Firmanın Ar-Ge Müdürü Cem Yiğit, dünyada gelişmekte olan teknolojileri firmalarına uyarlamak gerektiğinde yeni teknolojiler geliştirmek ve Türkiye’ye katma değer sağlamak amacıyla iki yıldır Ar-Ge merkezi faaliyetleri yürüttüklerini söyledi. 

KALİFİYE ELEMAN YETİŞTİRECEK

Pimsa Otomotiv Ar-Ge Merkezi bünyesinde yaptıkları ve yapacakları faaliyetlerle sektörde lider konumda olmak ve Türkiye’yi sektörde üst sıralara taşımak hedefinde olduklarını kaydeden Yiğit, sözlerini şöyle sürdürdü: “Yaptığımız çalışmalardan inovatif ürünler elde edip regülasyonları takip ederek, düşük emisyonlu ve düşük yoğunluklu parçalar üretmektir. Biz çağın gereklerine uyum sağlamak adına sistemli bir araştırma ve geliştirme ağının kurulması gerektiğine inanıyoruz. Bu nedenle yaptığımız çalışmaların sadece firmamız için değil, aynı zamanda sektörümüz ve ülkemiz için de inovatif, çözüm odaklı ve ilerletici olmasını hedefliyoruz.”

Yiğit, firmalarına kazandırmayı amaçladıkları değerlerden birinin de istihdam hedefleri doğrultusunda Ar-Ge merkezlerinde nitelikli personel yetiştirmek olduğunu ifade etti.
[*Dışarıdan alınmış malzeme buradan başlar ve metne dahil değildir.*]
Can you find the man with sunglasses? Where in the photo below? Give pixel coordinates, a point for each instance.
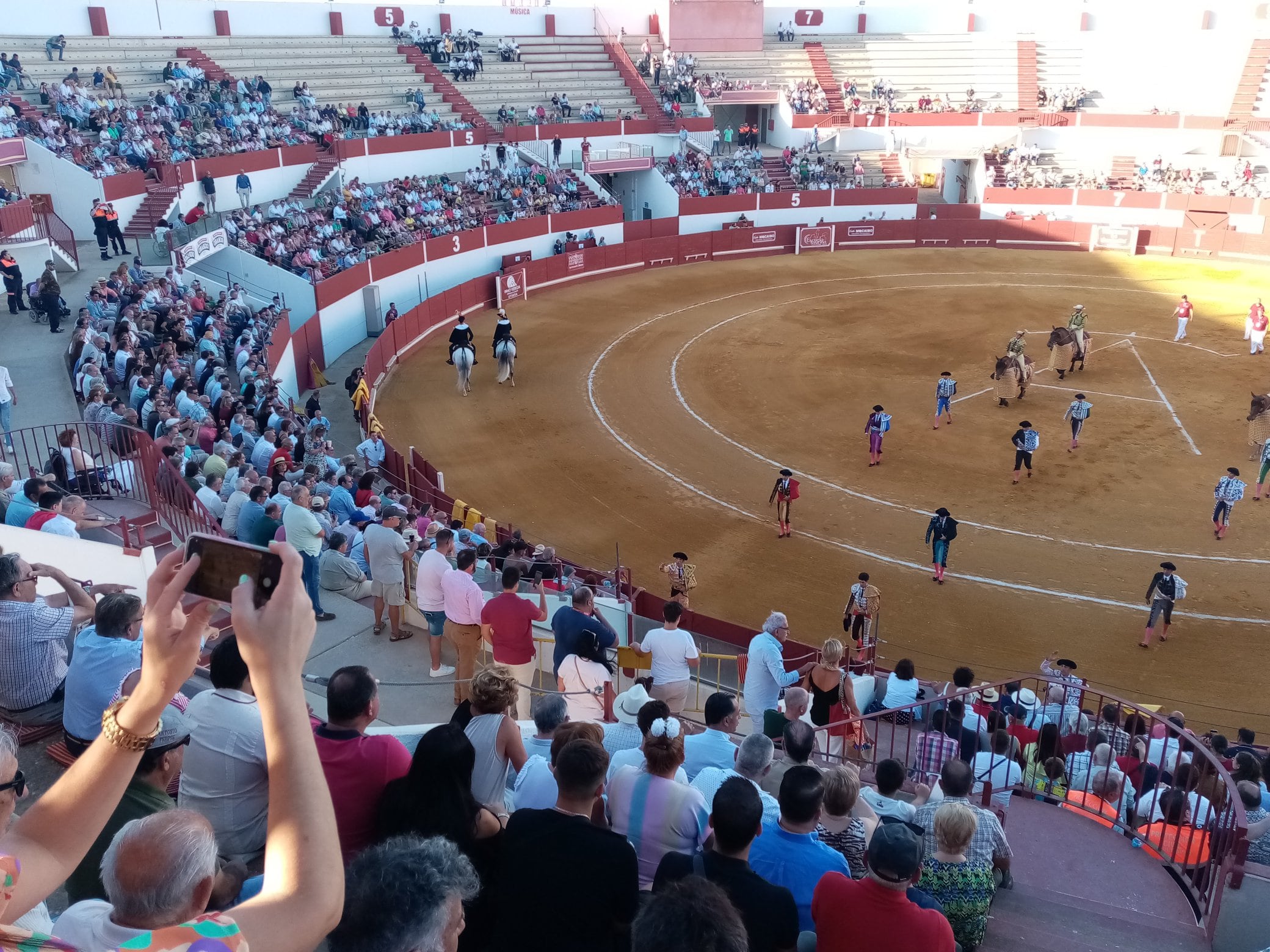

“AR-GE’NİN BİR KÜLTÜR OLDUĞUNA İNANIYORUZ”

Araştırma geliştirmenin bir kültür olduğuna inandıklarını belirten Yiğit, “Firmanın söz konusu kültürü oluşturması demek kolaylıkla sektörü takip edebilmesi, gelişmelere ayak uydurabilmesi, aldığı devlet teşvikleri sayesinde rahat bir şekilde çalışmalar gerçekleştirerek katma değerli ürün ve hizmet üretebilmesi demektir. Ar-Ge merkezi sayesinde oluşturulan bu katma değerli ürünler, firma bazında ve ulusal bazda hem bilgi birikimi hem de ciro olarak katma değer sağlamaktadır. Ayrıca sanayi, Ar-Ge merkezleri ve üniversitelerle yapılan çalışmaları arttırarak patent ve nitelikli projeler oluşturmak da firma için önemli bir katma değer sağlamaktadır.” dedi.
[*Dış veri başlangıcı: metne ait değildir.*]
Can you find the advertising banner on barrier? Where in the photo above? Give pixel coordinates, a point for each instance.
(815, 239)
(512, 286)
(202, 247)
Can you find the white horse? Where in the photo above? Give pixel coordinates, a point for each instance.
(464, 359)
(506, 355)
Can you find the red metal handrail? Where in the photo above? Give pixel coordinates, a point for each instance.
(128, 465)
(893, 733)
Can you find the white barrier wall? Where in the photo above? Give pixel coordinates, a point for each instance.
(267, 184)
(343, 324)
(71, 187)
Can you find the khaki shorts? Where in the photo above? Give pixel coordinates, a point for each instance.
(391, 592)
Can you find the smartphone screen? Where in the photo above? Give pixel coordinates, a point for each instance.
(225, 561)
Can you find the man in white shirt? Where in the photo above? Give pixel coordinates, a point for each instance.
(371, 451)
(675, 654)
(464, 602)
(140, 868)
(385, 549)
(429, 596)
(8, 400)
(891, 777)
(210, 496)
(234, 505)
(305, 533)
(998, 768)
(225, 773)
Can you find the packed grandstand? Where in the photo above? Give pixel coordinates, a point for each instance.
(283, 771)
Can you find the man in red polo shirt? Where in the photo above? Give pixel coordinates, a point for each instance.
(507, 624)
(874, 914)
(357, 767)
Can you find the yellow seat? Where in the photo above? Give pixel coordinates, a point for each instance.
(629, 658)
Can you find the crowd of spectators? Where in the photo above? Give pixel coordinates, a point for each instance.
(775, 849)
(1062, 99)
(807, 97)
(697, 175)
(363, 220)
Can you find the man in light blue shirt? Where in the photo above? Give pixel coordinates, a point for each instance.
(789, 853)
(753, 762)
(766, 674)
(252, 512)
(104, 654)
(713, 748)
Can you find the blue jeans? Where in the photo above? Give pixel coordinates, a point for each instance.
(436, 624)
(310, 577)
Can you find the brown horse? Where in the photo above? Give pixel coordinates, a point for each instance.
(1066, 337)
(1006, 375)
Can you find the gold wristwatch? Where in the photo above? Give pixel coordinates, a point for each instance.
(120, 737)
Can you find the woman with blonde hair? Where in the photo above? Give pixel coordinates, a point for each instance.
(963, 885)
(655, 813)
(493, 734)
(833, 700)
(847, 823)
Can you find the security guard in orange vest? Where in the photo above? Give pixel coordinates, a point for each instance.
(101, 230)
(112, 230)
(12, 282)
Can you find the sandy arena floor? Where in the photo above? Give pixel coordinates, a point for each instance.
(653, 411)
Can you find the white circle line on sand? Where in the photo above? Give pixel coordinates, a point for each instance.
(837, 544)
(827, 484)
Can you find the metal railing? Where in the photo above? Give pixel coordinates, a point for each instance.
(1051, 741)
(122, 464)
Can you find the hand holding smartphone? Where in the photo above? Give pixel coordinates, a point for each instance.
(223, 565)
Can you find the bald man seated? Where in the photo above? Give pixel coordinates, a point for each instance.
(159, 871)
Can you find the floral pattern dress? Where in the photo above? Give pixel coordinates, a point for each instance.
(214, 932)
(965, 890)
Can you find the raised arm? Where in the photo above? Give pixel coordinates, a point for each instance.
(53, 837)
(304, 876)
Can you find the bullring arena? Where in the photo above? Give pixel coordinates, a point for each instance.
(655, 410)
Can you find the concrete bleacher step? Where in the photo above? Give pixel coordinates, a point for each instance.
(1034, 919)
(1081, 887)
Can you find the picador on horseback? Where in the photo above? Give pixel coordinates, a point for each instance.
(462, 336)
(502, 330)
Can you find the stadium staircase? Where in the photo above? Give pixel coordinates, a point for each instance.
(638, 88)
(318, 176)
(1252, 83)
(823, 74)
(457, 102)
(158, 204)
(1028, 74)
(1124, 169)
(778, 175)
Türkiye’nin teknolojik ve bilimsel açıdan gelişebilmesi için devletin kaynaklarını bu yönde kullanmasının olumlu olduğunu vurgulayan Yiğit, sözlerini şöyle tamamladı: “Bu sayede özellikle küçük ve orta ölçekli işletmeler rahatlıkla Ar-Ge projeleri çıkarabilecek, büyük ölçekli işletmeler de bilgi birikimlerini ve cirolarını arttırabilecek yeni çalışmalar yapabileceklerdir. Oluşan network ağıyla da iş birliklerine ve açık inovasyona kolaylık sağlanarak, firmalar arası çalışmaların desteklenmesi mümkün olacaktır.”